Magicians are wonderful entertainers. Much of the “magic” that they do has to do with toying with our expectations. 

Expectations are also an important part of religion. We have expectations of god, but we have to learn how to deal with our expectations being too high or too low. Today’s Gospel reading addresses faulty expectations. 

Jesus was well received in his first talk with his fellow townspeople in Nazareth. He read the 61st chapter of the prophet Isaiah telling of the wonderful things that would happen for the afflicted when the messiah would arrive.  

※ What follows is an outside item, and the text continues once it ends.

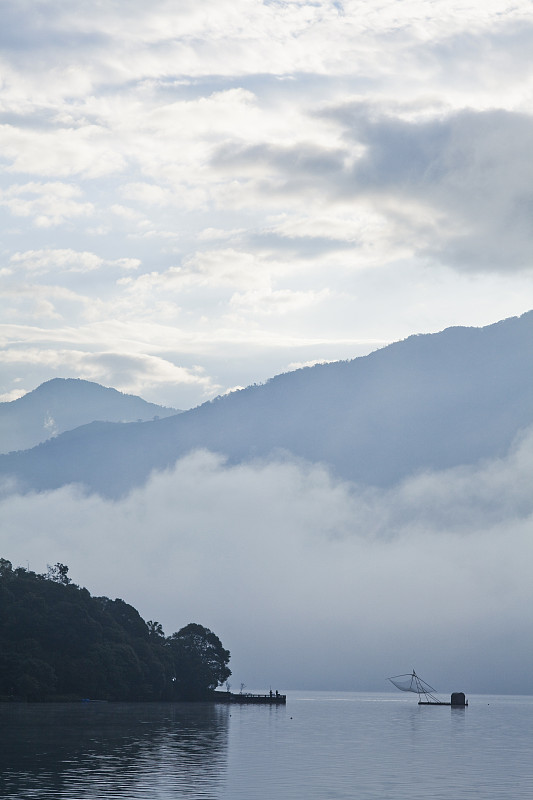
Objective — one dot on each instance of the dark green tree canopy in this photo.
(59, 642)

Then, Jesus told them that God’s loving care was not the Jews’ exclusive right.  Their expectations of our loving God were flawed. He gave them two examples to prove his point:

  • When the killer-famine came in the days of Elijah, God fed a poor widow from Sidon, a non-Jew in a foreign land;

  • When leprosy was rampant in the days of Elisha, God did not heal a Jew, but a Syrian army officer named Naaman.

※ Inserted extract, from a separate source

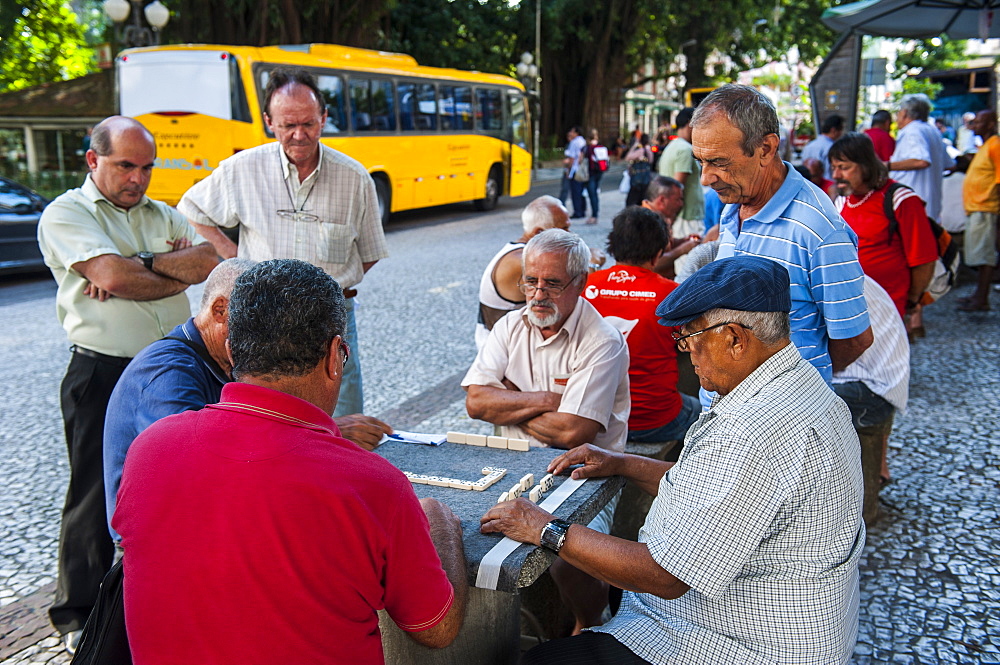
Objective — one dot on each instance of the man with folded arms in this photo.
(750, 552)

Jesus was telling the hometown crowd what they needed to hear. They were worshiping a god they made too small. They claimed to worship the god of the universe but had reduced him to a tribal deity. 

His hearers did two things. First, they did what we often do when we hear something that we do not want to hear. We react.  “Isn’t this Joseph’s kid?” We know him; who does he think he is? Jesus saw their reaction and answered with an adage from Israel’s history that is still applicable today: “A prophet is not known in his own country.” 

Second, they came close to doing what their ancestors had done to many a prophet. If they didn’t like the message, they killed the messenger. They pushed Jesus out of the synagogue, to the edge of a cliff. The account says he passed through the crowd; we do not know how.   Was it that their hot blood cooled when they realized they were actually about to kill a longtime neighbor? Did they see Mary and remember what a kind person she was? Your guess is as good as mine.

 God’s prophetic, corrective word may come to us in different forms: 

  • A Scripture verse or a homily that impacts us as if we are hearing it for the first time;

  • A recuperation time gives us pause, and time to ask where we are going with our life, as in the case of Ignatius of Loyola; 

  • And, it can happen that someone confronts us as Jesus confronted his hearers - as in the intervention of a family for an addicted member.

If we are tempted to sit in judgment on the people of Nazareth, we forget that we are probably more like them than different. When we hear criticism, an expressed expectation, it may have merit. Let’s not react with a knee-jerk reaction. Prophets are the antidotes to the defense mechanism, denial. We tend to be blind in our own concerns. We can see a speck in another’s eye and miss a plank in our own eye.

Let us be wise enough to listen gently to a prophetic voice and, like Jesus, to speak courageously and gently in a prophetic manner, when, as leaders, we need to remind another of God’s expectation.